How to improve fitting of a model for oscillatory target data.

148 views
Skip to first unread message

Andres Valdez

unread,
Mar 8, 2021, 11:20:44 PM3/8/21
to lmfit-py
I am using lmfit to determine the coefficients of a non-linear system of ODEs. Integration of the coupled Van der Pol oscillators is done using python's odeint routine.

When I fit a synthetic case everything works perfectly. When I fit a "realistic" case the fitting methods failed to improve the initial guess.

I tried to use different fitting methods like differential evolution, nelder, and leastsq, no remarkable evolution from the initial guess came out.

I am attaching two figures model_fit.png (works very good, its synthetic) and model_fit_bad.png (realistic case). I am wondering if there is any way to find good initial shoots?

The function to fit combines the solution of a coupled Van der Pol system, see Figures odes.jpg and cost.jpg...
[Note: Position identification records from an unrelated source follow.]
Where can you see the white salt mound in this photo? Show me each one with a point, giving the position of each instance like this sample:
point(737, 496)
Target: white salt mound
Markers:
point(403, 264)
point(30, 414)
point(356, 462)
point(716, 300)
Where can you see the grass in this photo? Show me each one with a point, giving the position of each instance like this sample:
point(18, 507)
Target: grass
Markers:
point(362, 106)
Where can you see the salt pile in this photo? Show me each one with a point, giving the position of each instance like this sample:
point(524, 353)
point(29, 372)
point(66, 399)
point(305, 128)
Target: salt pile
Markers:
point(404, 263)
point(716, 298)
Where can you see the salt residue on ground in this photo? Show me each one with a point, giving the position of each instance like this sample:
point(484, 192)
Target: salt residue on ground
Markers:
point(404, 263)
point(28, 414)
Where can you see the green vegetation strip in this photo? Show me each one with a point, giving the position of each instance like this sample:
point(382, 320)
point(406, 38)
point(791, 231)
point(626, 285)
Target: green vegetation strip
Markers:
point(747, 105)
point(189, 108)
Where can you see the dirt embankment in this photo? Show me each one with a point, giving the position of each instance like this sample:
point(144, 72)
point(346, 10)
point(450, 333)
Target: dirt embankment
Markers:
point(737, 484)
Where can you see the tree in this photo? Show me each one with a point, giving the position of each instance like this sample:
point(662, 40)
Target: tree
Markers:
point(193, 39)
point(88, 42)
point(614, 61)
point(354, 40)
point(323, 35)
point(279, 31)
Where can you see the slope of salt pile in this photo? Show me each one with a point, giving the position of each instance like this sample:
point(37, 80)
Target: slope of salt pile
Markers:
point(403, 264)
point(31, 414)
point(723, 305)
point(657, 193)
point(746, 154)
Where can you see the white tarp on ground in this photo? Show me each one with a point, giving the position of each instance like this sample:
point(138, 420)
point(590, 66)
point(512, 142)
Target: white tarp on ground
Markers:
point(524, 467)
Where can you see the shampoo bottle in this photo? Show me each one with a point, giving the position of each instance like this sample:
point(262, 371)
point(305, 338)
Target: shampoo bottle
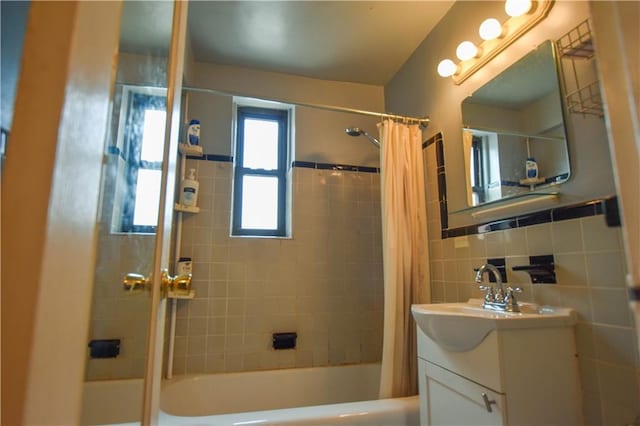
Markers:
point(189, 190)
point(531, 168)
point(193, 132)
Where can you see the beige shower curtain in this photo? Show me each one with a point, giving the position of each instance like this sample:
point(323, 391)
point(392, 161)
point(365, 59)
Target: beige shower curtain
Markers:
point(405, 253)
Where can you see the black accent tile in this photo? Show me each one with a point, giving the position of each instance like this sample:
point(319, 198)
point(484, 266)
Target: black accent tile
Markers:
point(304, 164)
point(367, 169)
point(534, 218)
point(499, 225)
point(501, 266)
point(511, 183)
point(444, 214)
point(440, 153)
point(331, 166)
point(430, 141)
point(456, 232)
point(573, 212)
point(611, 211)
point(216, 157)
point(325, 166)
point(442, 187)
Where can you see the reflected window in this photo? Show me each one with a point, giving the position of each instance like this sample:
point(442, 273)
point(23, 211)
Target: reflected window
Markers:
point(259, 196)
point(143, 137)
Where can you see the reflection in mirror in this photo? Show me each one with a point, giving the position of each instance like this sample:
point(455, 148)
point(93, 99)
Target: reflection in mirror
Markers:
point(514, 136)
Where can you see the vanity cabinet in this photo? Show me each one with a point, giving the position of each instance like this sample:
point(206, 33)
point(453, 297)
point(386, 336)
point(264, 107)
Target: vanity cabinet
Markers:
point(512, 377)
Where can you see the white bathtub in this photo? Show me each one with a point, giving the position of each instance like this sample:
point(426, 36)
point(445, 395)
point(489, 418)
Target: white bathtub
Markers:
point(299, 396)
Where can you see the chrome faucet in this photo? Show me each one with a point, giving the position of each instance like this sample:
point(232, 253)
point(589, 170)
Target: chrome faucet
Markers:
point(498, 299)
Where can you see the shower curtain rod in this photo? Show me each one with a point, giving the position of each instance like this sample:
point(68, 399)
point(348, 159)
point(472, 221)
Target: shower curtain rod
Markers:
point(422, 121)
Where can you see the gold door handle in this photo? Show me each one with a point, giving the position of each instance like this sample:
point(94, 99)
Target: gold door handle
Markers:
point(136, 283)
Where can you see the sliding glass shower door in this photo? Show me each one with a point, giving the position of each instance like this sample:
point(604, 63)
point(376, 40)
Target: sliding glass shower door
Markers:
point(135, 215)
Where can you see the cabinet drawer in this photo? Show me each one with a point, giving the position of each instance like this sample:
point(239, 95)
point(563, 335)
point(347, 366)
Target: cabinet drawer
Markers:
point(450, 399)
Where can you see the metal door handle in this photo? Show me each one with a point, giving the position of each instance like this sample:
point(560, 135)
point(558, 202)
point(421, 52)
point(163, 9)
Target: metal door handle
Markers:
point(487, 402)
point(135, 283)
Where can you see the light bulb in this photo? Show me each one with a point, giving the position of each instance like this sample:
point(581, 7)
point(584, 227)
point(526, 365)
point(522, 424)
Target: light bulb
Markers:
point(517, 7)
point(447, 68)
point(466, 50)
point(490, 29)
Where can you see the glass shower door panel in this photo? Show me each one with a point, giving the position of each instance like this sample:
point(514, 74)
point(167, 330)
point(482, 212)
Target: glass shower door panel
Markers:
point(133, 221)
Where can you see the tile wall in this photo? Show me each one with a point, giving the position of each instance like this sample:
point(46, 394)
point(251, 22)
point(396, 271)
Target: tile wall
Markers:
point(116, 314)
point(590, 270)
point(325, 282)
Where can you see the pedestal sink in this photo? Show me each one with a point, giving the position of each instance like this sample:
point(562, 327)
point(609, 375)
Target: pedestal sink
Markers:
point(460, 327)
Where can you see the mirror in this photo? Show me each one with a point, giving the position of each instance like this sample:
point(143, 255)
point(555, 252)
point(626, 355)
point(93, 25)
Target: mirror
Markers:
point(513, 132)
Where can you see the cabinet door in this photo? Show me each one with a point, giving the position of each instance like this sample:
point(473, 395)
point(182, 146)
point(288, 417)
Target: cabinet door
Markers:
point(454, 400)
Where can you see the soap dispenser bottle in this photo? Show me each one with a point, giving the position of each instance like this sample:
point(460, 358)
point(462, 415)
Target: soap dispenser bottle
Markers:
point(189, 190)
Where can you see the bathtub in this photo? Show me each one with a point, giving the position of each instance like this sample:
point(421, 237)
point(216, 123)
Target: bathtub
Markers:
point(344, 395)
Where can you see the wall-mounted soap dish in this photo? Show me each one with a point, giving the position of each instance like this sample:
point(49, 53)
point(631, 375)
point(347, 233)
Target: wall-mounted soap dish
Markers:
point(540, 268)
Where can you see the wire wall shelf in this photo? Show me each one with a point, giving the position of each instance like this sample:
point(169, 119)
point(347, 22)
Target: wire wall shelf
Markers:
point(576, 47)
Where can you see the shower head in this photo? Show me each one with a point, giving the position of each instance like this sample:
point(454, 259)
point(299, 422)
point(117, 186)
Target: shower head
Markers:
point(353, 131)
point(357, 131)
The integration of the odes was done using odeint, so I assume that implementation runs error-free... The synthetic case confirms it. But the realistic-case fails to improve the initial shoot.

Any advice will be very well received. Thanks




model_fit.png
model_fit_bad.png
cost.jpg
odes.jpg

Matt Newville

unread,
Mar 9, 2021, 7:59:12 AM3/9/21
to lmfit-py
You would need to show us a minimal, complete example of python code that shows the trouble to get any concrete help. Also, convince us that you have read and understood what the fit report is saying.   Finally, if values are not changing from initial values, make sure you have read https://lmfit.github.io/lmfit-py/faq.html#why-are-parameter-values-sometimes-stuck-at-initial-values

--
You received this message because you are subscribed to the Google Groups "lmfit-py" group.
To unsubscribe from this group and stop receiving emails from it, send an email to lmfit-py+u...@googlegroups.com.
To view this discussion on the web visit https://groups.google.com/d/msgid/lmfit-py/b4d9c555-9a19-4981-b63e-f6c620247bd9n%40googlegroups.com.

Andres Valdez

unread,
Mar 9, 2021, 4:43:48 PM3/9/21
to lmfit-py
Dear Matt Newville,

Following your advice let me share an excerpt of my fitting script.

Step 1, define constants and fixed parameters:
    # Here I define constants of the model
    c_til = 50            # air particle velocity, m/s
    d_len = 0.0175        # length of vocal folds, m
    x_0   = 0.001         # half glottal width at rest position, m
    sol_0 = [0,0.1,0,0.1] # Initial state from papers (reference) (x(0),x'(0),y(0),y'(0))
    theta = [c_til,d_len,x_0]
    
    if(dataset == 'Synthetic'):
    if(dataset == 'Synthetic'):
        # Here I define a synthetic dataset just to test the fit
        A     = 0.50 # Reference value
        B     = 0.32 # Reference value
        D     = 0.00 # Reference value
    
        t     = np.linspace(0,60*pi,1000)
        data , tgt = ode_solver(A,B,D,sol_0,t)
        data  = data + 0.1*np.random.normal(size=t.shape) # Add a noise to see the robustness.
    else:
        # Here I upload a given audio file
        t, signal , glot_flow, sr = load_audio('target.WAV')
        t    = t[:900]
        data = glot_flow[:900] * 1.0e-01
    else:
        # Here I upload a given audio file
        t, signal , glot_flow, sr = load_audio('target.WAV')
        t    = t[:900]
        data = glot_flow[:900] * 1.0e-01

Step 2, declare the parameters to fit, plus the min-max limits and other props.
    # Define the initial shoot and ranges for the parameters to fit
    ID = ['A' ,'B' ,'D']
    if(dataset == 'Synthetic'):
        i0 = [0.50,0.50,0.50] # This one works for synthetic
    else:
        i0 = [0.50,0.50,0.50]
    
    vi , vf = [0,0,0] , [1,1,1] # According to code, they are always between (0,1)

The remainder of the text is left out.